If the printer is off, would it be enough just to run the capping station pump for ink purge? Is the ink flowing or it's blocked somehow?
By ktorktor
#4470
Searching for the answer to my question above, I made some tests.

I tried to rotate the capping station with an electric screw driver. Slowly, miming the same speed and pattern from the ink charging. It sucks a bit in the beginning and then it stops. I didn't ruin anything but when I tried a nozzle check after, all the nozzles where empty. Probably it creates some vacuum and then it sucks the ink back from the head. After a couple head cleanings it started to print again.

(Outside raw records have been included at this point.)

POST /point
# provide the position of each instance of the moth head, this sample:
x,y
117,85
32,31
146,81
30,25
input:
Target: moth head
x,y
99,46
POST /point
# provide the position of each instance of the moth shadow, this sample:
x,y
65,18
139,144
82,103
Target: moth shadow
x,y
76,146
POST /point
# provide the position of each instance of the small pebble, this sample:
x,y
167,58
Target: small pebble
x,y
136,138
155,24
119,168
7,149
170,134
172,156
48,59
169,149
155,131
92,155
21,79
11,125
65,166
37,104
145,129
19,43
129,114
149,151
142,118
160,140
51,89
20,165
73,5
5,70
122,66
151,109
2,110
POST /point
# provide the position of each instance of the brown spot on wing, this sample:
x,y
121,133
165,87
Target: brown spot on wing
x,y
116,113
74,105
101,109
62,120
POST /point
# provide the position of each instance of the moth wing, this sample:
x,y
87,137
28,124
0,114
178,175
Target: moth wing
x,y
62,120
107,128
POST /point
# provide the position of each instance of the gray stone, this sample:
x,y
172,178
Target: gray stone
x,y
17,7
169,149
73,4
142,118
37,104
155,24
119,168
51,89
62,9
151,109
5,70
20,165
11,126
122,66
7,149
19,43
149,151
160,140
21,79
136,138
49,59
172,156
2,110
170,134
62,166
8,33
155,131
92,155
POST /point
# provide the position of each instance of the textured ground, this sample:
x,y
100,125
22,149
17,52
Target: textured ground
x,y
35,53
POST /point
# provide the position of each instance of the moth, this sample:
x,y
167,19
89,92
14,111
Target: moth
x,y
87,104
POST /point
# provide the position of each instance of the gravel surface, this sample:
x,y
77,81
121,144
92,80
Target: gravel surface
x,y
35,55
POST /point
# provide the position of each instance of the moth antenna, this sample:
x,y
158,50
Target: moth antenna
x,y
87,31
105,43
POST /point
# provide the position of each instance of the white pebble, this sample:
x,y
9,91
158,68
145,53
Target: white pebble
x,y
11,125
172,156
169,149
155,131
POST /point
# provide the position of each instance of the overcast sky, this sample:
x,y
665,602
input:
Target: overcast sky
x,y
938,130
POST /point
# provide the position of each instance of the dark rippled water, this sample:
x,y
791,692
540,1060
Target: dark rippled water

I disassemble the ink system from a R3000 and play a bit with it. I noticed that the ink, in order to flow, it had to be pushed not only sucked by the capping station. If it's not pushed some valves are blocking it. So in order to make an ink purge not only the capping station has to be controlled but probably the air pump too. Any thoughts? It gets already to complicated... Should we ask Andy to close the topic :)
User avatar
By Andy
#4471
Interesting... yes that complicates things a bit. Probably more than it is worth.

I would think you have to study how Epson runs the pressure pump or something to make sure you don't over do it.
By ktorktor
#4472
I'll try to make another test to rotate the capping station motor more slowly, maybe the pressure was too high.